REVIEW SKRIPSI "HUKUM MENIKAHKAN ANAK PEREMPUAN LUAR NIKAH OLEH AYAH BIOLOGISNYA MENURUT IMAM SYAFI'I"
OLEH: MISS HARANEE DENMANI
REVIEWER : FITRI NOVITASARI [ 222121143/HKI-4D]
A. PENDAHULUAN
Sebagaimana Allah berfirman dalam surat al-Zariyat ayat 49, perkawinan adalah sunnatullah dan harus dilakukan. ditunjukkan bahwa segala sesuatu yang diciptakan oleh Allah memiliki pasangan. Orang-orang yang telah menikah dapat menghindari bahaya melakukan zina dan dapat menenterankan kehidupan. Jika kita ingin hidup bahagia, kita harus menikah karena itu adalah ibadah. Salah satu hukum yang ditetapkan oleh Allah SWT untuk kebaikan semua manusia adalah syariat pernikahan. Ini dibuat untuk melepaskan nafsu birahi manusia secara teratur, yang menghasilkan keturunan yang baik dan menciptakan rumah tangga yang damai, mawaddah, dan rahmah.
Dalam bahasa, "nikah" berarti gabungan atau campuran. Meskipun demikian, dalam istilah syariat, nikah didefinisikan sebagai perjanjian antara pihak laki-laki dan wali perempuan yang menyebabkan hubungan seksual menjadi halal.
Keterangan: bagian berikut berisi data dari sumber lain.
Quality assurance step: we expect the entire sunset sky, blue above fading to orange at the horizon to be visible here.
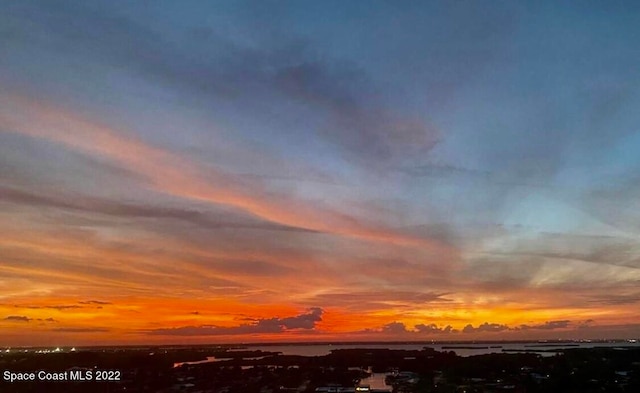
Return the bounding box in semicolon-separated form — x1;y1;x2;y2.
0;0;640;346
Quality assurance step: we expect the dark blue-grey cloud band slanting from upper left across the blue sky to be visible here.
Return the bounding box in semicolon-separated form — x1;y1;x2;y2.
2;0;438;166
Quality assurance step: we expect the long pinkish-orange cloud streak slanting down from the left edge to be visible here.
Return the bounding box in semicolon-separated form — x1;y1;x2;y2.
0;94;455;257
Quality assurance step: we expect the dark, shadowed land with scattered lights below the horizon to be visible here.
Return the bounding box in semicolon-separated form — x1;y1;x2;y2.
0;347;640;393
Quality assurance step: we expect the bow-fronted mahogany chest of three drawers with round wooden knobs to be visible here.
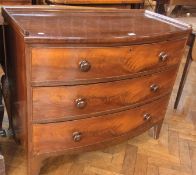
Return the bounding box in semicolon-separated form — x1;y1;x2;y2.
3;7;191;175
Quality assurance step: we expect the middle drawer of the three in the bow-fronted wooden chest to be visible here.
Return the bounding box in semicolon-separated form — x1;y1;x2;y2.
33;69;176;121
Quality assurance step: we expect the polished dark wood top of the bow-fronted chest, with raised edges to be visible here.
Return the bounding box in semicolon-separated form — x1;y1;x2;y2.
3;6;191;44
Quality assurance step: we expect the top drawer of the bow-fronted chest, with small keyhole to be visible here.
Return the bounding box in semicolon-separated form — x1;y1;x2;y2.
32;40;186;84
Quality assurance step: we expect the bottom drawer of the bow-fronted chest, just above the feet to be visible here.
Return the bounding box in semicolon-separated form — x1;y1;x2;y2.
33;96;169;154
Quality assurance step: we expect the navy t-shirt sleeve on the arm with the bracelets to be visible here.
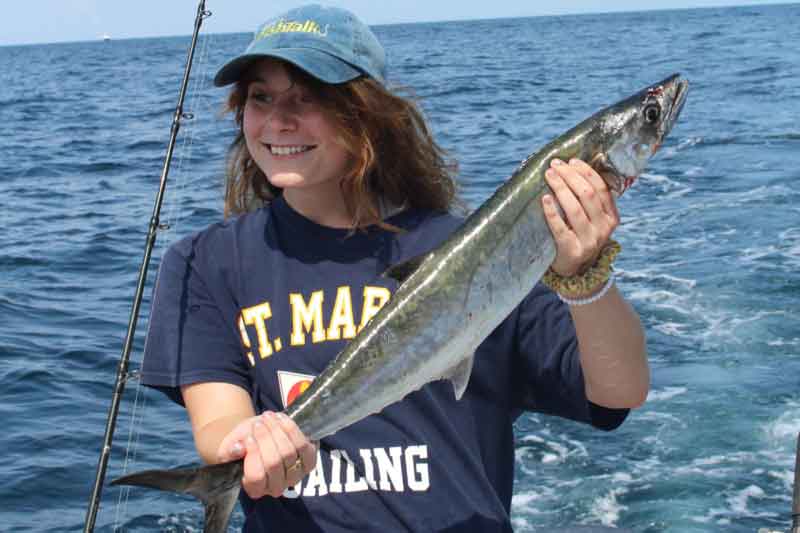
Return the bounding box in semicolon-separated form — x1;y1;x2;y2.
514;283;629;430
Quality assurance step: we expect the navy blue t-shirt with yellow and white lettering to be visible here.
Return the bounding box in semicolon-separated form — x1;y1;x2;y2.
142;198;627;533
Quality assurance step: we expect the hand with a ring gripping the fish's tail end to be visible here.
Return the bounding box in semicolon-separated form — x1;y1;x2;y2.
217;411;317;500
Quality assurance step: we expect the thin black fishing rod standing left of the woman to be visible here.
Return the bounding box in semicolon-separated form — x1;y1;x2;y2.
83;0;211;533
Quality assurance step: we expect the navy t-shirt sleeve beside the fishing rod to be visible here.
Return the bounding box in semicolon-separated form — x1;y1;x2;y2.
142;236;252;405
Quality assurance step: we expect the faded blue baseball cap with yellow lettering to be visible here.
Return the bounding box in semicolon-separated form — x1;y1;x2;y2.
214;5;386;87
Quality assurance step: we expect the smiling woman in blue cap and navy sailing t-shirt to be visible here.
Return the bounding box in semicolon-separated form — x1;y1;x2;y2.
142;6;649;531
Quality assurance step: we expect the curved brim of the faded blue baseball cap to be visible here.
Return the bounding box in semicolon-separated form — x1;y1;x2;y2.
214;48;365;87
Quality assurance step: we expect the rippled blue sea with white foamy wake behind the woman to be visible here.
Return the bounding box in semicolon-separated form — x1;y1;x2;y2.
0;4;800;532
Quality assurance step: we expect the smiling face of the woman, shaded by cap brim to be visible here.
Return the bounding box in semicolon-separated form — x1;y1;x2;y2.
243;59;350;211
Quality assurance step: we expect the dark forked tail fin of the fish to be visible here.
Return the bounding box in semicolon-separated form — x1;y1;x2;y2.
111;460;244;533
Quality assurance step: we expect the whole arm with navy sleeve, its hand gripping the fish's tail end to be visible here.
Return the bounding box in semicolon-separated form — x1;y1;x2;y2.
142;241;316;499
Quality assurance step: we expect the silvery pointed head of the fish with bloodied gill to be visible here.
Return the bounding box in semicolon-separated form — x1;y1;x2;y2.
593;74;689;195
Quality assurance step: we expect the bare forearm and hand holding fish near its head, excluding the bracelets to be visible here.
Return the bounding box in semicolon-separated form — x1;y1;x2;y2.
543;160;650;408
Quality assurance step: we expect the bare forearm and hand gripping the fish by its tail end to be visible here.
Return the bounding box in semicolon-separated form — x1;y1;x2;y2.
181;383;317;499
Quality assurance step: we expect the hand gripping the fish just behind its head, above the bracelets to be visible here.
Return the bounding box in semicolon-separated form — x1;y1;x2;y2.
542;159;619;276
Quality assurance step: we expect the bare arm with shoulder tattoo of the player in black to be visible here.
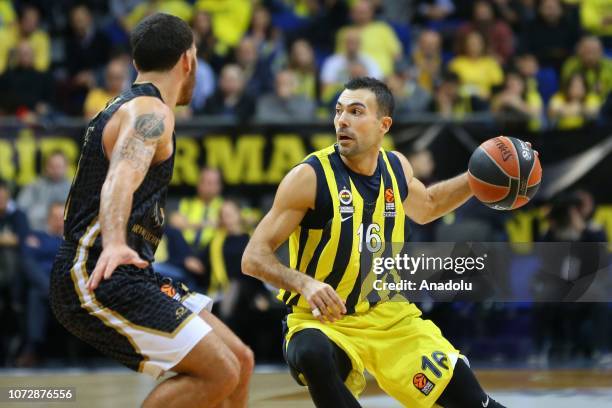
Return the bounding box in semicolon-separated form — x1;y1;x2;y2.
87;97;174;290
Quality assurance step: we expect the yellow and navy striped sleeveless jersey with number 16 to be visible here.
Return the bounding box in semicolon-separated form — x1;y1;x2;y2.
278;145;408;313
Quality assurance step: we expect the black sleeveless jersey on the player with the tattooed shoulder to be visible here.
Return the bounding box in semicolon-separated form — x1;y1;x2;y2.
64;83;175;262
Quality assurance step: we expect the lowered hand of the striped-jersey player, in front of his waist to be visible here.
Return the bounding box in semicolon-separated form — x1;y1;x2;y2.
301;279;346;323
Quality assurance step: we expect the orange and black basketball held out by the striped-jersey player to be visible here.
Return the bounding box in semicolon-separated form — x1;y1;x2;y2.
468;136;542;210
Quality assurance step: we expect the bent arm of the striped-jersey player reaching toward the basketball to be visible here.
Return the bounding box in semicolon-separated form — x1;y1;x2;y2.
393;152;472;224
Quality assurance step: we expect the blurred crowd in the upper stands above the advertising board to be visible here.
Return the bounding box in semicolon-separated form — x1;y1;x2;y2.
0;0;612;130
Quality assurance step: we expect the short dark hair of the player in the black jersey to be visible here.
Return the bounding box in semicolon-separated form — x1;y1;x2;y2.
130;13;193;72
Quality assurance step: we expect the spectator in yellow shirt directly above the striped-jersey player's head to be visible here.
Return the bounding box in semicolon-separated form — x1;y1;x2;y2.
336;0;402;76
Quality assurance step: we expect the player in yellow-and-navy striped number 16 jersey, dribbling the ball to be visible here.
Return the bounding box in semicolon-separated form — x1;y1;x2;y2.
242;78;502;408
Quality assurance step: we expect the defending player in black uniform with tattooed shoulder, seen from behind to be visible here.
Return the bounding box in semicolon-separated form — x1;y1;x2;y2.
51;14;253;408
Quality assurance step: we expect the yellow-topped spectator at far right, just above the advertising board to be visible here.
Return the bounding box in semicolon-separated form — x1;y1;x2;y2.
548;74;601;130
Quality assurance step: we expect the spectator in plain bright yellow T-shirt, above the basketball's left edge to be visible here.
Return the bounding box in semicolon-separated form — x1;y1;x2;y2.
449;31;504;99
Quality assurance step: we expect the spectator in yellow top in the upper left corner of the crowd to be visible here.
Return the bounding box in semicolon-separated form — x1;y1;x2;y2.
0;5;51;74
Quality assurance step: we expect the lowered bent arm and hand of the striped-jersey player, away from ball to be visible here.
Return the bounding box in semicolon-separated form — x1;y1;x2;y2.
242;164;346;322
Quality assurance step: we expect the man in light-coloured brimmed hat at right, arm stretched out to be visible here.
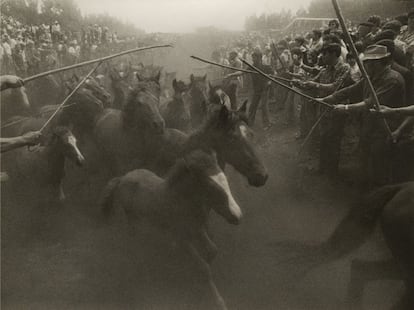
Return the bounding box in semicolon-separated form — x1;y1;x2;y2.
323;45;405;186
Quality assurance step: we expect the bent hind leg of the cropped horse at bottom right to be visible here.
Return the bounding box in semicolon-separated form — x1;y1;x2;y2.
348;258;401;309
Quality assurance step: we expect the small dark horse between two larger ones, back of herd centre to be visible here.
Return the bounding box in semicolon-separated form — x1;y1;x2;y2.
163;79;191;132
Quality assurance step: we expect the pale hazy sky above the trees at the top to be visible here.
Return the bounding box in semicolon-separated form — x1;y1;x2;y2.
76;0;311;32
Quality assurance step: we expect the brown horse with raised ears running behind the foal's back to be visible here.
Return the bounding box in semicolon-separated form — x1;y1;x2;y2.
94;83;165;176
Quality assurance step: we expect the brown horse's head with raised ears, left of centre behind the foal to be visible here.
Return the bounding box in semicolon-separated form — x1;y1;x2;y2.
123;85;165;134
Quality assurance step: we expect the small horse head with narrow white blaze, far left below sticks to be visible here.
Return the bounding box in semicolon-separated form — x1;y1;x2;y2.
48;126;85;166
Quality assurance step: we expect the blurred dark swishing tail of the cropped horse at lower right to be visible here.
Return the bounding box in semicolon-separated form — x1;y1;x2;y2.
323;184;404;260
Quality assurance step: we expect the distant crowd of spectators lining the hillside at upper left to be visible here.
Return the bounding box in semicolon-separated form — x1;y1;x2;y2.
0;15;139;77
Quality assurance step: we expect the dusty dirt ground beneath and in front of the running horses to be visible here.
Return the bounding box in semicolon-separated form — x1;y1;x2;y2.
1;107;402;310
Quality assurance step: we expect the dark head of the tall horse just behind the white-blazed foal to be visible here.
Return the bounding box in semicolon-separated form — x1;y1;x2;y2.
200;101;268;187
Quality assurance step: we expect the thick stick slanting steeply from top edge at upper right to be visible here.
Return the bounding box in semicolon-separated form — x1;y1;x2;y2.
332;0;392;137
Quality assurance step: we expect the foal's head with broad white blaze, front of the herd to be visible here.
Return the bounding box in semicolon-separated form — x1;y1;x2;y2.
177;149;242;225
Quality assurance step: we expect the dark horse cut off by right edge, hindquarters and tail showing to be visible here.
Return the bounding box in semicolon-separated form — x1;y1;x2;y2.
272;182;414;310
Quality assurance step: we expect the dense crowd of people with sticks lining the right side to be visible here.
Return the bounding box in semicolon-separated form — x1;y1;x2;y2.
210;10;414;187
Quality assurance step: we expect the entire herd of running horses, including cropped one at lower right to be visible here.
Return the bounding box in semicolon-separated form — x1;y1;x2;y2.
2;64;414;309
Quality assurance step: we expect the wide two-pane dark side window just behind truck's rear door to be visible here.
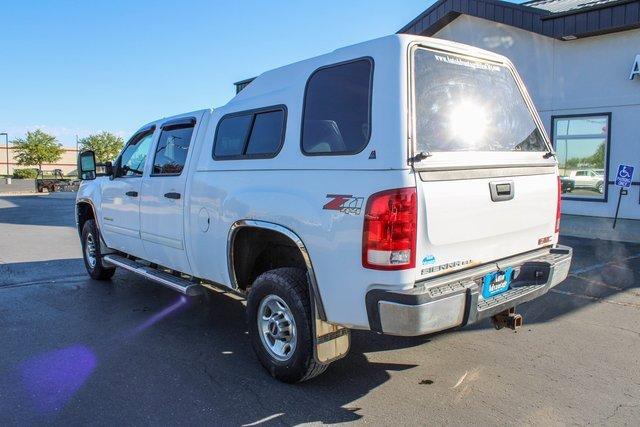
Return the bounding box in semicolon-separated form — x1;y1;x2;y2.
213;106;286;160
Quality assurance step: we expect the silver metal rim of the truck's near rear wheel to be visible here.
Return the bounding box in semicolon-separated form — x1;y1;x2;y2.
258;295;298;362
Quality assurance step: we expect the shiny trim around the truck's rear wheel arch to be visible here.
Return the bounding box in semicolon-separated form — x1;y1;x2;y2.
227;219;327;320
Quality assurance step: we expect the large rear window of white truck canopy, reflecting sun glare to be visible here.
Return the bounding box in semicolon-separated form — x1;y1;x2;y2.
414;49;546;152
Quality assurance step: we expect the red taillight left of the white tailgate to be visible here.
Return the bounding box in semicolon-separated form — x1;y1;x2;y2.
362;187;418;270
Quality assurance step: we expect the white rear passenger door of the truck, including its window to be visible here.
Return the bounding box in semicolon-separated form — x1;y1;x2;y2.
140;113;202;273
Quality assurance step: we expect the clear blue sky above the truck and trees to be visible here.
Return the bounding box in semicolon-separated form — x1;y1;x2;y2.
0;0;440;146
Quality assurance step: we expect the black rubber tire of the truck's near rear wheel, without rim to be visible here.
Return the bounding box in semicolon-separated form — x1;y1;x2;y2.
247;267;328;383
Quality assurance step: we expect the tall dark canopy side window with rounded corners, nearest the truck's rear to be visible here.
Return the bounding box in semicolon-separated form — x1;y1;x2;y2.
302;59;373;155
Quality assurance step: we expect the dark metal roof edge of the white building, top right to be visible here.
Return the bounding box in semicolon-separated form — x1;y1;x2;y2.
398;0;640;40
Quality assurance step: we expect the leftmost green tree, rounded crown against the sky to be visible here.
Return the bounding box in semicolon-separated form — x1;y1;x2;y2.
12;129;64;170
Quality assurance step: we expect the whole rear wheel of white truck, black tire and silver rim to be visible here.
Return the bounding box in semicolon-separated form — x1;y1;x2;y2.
247;268;328;383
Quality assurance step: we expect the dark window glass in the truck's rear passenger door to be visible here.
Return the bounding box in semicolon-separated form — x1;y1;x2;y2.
151;121;195;175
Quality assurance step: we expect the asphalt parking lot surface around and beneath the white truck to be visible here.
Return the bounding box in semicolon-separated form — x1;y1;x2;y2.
0;196;640;425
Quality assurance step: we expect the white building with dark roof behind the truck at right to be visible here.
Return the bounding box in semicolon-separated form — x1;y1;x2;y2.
399;0;640;219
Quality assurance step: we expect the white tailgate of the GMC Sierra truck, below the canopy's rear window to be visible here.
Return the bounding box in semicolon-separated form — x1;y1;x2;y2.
416;167;558;279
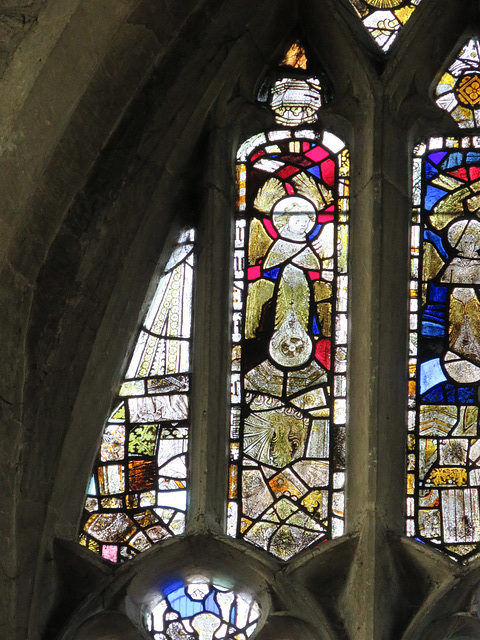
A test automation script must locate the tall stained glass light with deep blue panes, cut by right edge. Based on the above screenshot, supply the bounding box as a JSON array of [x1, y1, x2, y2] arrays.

Pernikahan dilakukan untuk menenangkan jiwa, mewujudkan atau melestarikan keturunan, memenuhi kebutuhan biologis, dan memupuk kesadaran akan tanggung jawab.
Pembicaraan tentang perkawinan tentu tidak lepas dari setatus anak yang dilahirkan, Anak-anak yang dilahirkan sebagai hasil dari hubungan suami istri---baik yang dilahirkan sebagai hasil dari hubungan suami istri yang terikat dengan ikatan perkawinan yang sah maupun yang tidak. Dalam hukum Islam, hubungan suami istri antara laki-laki dan perempuan yang tidak terikat dengan ikatan perkawinan disebut "zina".
Asal usul anak merupakan dasar untuk menujukkan adanya hubungan kemahraman (nasab). Demikian yang diyakini dalam fiqh sunni. Karena para ulama sepakat bahawa anak zina, hanya mempunyai hubungan nasab kepada ibu dan saudara ibunya. Mengenai status anak zina ini ada tiga pendapat, yaitu : Menurut Imam Malik dan Syafii, anak zina yang lahir setelah enam bulan dari perkawinan ibu bapanya, anak itu dinasabkan kepada bapanya. Jika anak itu di lahirkan sebelum enam bulan, maka dinasabkan kepada ibunya, karena diduga ibunya itu telah melakukan hubungan seks dengan orang lain. Sedang batas waktu hamil, paling kurang enam bulan. Menurut Imam Abu Hanifah anak zina tetap dinasabkan kepada suami ibunya (bapanya) tanpa mempertimbangkan waktu masa kehamilan si ibu. Jadi menurut Imam Abu Hanifah, anak zina tetap dinasabkan kepada bapaknya. Maka bapaknya tidak boleh menikah dengan anak zina itu. Berbeda dengan pendapat Imam Syafii bahwa anak zina yang lahir sebelum enam bulan dari pernikahan ibu bapanya anak itu dinasab kepada ibunya saja. Fuqaha sependapat bahwa wanita yang diharamkan untuk dikawin dari segi nasab ada tujuh kesemua ada tersebut dalam al-quran, yaitu ibu, anak perempuan, saudara perempuan, saudara perempuan ayah, saudara perempuan ibu, anak perempuan saudara perempuan, dan anak perempuan saudara laki-laki.
B. Alasan memilih judul ini?
Karena termotivasi dari lingkungan sekitar yang banyak anak-anak terlahir di Luar perkawinan dan saat mereka ingin menikah justru mereka tidak mengetahui hukum menjadikan ayah mereka sebagai wali nikah. tinggi nya pernikahan yang disebabkan oleh kehamilan diluar nikah namun tidak mengetahui hukum dari anak yang dilahirkan tersebut.